Moonwalk With Me

Chronicling the breaking of the world record for distance moonwalking, for reasons unknown

"No, wait," says Brookhart. "There's 4,280 feet in a mile. What's 4,280 divided by 10?"

"No, it's 5,280 feet," corrects Hall. "What's 5,280 divided by 10?" They stand around thinking for a few moments.


After that staggering calculation, Hall walks to the end of the bridge, then counts 528 steps in to the mainland to establish the start of the 1.6 miles. We surround him anxiously, ready to witness history. Morton gives him a calf rub. A few tourists wander by, confused, alarmed.

On your mark, get set, moonwalk!

As he "dances" down the walkway, it's pretty hard to tell exactly what Hall is doing. I ask a few passers-by, and though everyone can tell that he's trying to break a record of some kind, no one guesses it's for moonwalking. "Walking backwards?" is the common answer. The people at Guinness must be surprisingly lax when it comes to adjudicating these records. Hall needs only to have two witnesses; he tells me this article will probably help, too.
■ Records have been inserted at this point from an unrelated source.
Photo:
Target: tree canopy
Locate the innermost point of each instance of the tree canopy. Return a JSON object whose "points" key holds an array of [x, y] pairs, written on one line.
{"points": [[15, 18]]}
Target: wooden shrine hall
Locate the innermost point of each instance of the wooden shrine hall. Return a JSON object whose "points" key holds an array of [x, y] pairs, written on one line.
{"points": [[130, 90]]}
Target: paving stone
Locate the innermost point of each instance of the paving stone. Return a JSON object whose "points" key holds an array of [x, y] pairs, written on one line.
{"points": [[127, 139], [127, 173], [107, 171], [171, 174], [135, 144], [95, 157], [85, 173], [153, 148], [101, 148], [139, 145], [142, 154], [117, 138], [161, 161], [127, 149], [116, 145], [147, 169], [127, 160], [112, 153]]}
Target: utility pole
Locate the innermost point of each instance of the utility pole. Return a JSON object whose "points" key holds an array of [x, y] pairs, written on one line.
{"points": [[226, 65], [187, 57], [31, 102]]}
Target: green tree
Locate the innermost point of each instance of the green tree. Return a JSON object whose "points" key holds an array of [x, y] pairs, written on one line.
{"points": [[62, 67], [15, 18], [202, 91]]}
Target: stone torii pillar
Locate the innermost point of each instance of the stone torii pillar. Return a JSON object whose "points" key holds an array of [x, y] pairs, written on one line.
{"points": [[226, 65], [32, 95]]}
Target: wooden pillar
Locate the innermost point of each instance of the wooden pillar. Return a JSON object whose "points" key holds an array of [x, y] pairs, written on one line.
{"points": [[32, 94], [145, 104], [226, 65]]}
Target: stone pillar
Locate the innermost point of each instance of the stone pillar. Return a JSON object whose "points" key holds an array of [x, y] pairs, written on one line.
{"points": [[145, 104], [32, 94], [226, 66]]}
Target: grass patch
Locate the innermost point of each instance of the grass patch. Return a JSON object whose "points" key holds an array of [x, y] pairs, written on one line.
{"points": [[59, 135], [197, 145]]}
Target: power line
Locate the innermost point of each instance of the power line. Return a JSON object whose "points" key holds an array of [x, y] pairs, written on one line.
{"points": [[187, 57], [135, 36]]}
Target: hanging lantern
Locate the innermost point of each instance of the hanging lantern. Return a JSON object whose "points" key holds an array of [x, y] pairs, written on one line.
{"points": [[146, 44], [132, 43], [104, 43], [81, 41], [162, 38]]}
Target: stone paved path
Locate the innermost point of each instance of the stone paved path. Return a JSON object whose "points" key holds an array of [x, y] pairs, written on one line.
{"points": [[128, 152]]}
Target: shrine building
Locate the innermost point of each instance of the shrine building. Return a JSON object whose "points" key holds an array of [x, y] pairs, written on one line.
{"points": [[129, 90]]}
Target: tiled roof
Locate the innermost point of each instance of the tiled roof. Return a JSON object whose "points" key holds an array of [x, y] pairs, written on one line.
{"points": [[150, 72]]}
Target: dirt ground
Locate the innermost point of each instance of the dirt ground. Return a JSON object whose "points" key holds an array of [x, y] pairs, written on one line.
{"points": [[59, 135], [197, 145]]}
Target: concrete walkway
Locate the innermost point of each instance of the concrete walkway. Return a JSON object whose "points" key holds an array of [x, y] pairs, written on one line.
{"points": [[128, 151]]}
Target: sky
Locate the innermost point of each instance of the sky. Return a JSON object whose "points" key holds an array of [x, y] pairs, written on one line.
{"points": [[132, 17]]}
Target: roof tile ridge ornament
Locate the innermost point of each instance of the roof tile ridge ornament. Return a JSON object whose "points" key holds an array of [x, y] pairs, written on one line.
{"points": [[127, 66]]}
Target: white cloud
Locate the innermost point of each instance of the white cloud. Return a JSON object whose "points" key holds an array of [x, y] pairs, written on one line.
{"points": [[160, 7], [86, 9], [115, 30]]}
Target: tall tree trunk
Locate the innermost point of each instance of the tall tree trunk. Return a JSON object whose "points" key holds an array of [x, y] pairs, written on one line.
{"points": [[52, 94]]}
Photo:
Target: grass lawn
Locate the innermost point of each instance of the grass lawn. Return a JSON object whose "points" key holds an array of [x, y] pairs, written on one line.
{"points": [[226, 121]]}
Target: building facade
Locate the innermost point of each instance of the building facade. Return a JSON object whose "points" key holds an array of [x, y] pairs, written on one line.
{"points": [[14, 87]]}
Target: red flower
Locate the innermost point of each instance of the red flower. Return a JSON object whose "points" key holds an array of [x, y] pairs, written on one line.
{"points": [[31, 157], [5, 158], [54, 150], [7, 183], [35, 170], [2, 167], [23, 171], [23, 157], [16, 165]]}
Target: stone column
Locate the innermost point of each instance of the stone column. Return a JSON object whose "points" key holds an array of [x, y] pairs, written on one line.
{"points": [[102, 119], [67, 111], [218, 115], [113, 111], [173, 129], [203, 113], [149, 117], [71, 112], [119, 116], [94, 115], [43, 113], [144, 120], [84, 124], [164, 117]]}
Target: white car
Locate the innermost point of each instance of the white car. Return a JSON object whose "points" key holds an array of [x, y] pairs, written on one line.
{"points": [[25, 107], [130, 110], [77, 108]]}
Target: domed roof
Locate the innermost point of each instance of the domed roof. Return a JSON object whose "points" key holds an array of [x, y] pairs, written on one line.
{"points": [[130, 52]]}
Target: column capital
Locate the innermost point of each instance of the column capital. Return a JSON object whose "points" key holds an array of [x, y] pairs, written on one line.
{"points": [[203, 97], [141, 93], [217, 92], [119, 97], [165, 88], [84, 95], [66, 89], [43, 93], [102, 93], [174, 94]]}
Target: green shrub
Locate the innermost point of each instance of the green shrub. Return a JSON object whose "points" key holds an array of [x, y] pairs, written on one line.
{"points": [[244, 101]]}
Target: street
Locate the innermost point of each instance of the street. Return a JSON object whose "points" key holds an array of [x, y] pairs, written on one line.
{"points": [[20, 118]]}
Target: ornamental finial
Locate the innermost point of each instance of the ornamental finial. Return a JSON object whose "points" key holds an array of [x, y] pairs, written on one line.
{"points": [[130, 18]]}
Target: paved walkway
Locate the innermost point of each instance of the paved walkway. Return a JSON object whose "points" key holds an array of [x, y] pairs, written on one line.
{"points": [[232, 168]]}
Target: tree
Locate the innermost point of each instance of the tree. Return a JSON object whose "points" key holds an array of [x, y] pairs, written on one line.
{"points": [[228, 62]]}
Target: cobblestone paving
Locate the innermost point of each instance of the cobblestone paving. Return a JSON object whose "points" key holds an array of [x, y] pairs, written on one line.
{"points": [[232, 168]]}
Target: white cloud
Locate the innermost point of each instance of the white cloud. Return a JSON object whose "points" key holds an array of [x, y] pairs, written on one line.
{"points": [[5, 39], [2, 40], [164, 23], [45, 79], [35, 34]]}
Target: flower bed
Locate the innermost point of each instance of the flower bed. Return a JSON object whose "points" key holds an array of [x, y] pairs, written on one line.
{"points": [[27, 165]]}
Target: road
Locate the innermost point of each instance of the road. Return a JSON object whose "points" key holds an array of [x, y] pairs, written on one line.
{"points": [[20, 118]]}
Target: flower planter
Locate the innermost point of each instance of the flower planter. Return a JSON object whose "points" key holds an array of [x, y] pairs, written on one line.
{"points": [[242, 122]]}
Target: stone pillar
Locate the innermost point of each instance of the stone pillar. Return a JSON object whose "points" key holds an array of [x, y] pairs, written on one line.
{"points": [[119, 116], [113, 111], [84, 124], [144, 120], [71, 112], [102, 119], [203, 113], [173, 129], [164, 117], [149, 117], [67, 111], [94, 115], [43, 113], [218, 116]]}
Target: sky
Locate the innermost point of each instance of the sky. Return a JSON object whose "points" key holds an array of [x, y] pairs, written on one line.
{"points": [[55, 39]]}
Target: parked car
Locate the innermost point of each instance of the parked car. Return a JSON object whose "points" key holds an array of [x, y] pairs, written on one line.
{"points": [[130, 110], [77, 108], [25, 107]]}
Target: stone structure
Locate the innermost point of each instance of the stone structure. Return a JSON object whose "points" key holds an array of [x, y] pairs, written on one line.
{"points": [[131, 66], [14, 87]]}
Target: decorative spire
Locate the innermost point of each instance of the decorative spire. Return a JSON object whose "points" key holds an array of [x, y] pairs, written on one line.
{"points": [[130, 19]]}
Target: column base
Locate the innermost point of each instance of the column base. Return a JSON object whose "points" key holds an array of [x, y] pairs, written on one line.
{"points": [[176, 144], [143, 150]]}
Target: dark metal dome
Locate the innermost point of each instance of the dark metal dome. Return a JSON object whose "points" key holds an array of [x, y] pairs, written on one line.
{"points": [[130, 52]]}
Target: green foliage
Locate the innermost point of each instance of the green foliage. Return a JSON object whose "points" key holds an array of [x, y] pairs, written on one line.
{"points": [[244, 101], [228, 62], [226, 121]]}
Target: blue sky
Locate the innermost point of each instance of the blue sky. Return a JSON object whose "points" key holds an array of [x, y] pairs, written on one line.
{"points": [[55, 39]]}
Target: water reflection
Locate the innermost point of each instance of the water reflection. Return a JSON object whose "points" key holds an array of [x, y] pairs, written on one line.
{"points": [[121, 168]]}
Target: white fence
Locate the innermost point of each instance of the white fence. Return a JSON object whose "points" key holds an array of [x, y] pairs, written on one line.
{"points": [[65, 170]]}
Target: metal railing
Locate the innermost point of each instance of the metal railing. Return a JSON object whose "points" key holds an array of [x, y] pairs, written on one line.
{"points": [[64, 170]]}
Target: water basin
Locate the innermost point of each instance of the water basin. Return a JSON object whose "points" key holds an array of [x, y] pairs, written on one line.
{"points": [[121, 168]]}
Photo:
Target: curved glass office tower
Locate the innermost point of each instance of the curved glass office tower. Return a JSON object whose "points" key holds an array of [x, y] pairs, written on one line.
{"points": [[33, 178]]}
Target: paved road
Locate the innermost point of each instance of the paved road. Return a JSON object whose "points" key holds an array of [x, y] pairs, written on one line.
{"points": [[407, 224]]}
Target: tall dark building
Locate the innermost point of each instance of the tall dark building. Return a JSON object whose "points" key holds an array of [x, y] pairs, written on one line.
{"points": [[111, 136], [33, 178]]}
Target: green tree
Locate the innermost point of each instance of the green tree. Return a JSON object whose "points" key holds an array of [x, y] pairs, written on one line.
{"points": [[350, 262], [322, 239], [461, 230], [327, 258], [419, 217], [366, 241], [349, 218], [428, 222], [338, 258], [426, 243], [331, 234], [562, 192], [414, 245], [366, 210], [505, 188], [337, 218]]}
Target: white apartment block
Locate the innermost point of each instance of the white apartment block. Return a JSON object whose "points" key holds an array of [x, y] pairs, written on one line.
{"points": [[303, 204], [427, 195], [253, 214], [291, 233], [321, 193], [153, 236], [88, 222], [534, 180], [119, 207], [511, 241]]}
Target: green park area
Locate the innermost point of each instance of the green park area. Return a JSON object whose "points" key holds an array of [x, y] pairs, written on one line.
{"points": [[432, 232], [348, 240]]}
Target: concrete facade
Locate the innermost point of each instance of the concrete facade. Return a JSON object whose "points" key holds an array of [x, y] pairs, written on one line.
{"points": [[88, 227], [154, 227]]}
By the time we're three-quarters of the way across the bridge, Hall is dripping sweat and in pain. Distance moonwalking apparently irritates body parts not used to such things. Hall's hip is giving him trouble, as are the balls of his feet, mainly because he's wearing old-school checkered Vans. "My calves are good," he explains, "but the balls of my feet -- that's what's taking the hit. It's like, 'Boom, boom, boom.' Vans don't have much padding. I'm taking one for the team for style points."

As Hall finally crosses the imaginary finish line, there's little fanfare.

When I first heard about his efforts, I expected there to be crowds and judges, maybe a bandstand. But it's just the four of us. And even though I can testify that Hall did indeed complete the 1.6 miles -- in 45 minutes, no less -- that really doesn't feel like much of an accomplishment given his nonchalance. But as we drive away in the silly electric car and Hall talks on the phone to the various individuals involved with the Moonwalk for Earth after-party at Studio Z tonight (which will be attended by about 50 people, and be pretty boring), I begin to marvel at the simplicity of it all. Moonwalking around the world in the name of renewable energy is lame, but it's a hell of a lot better than just a Web site or attending the occasional protest. As Brookhart puts it, "It's something so ludicrous that you have to pay attention."

Especially when someone like Hall moonwalks straight through your family outing, in which case you don't have much choice.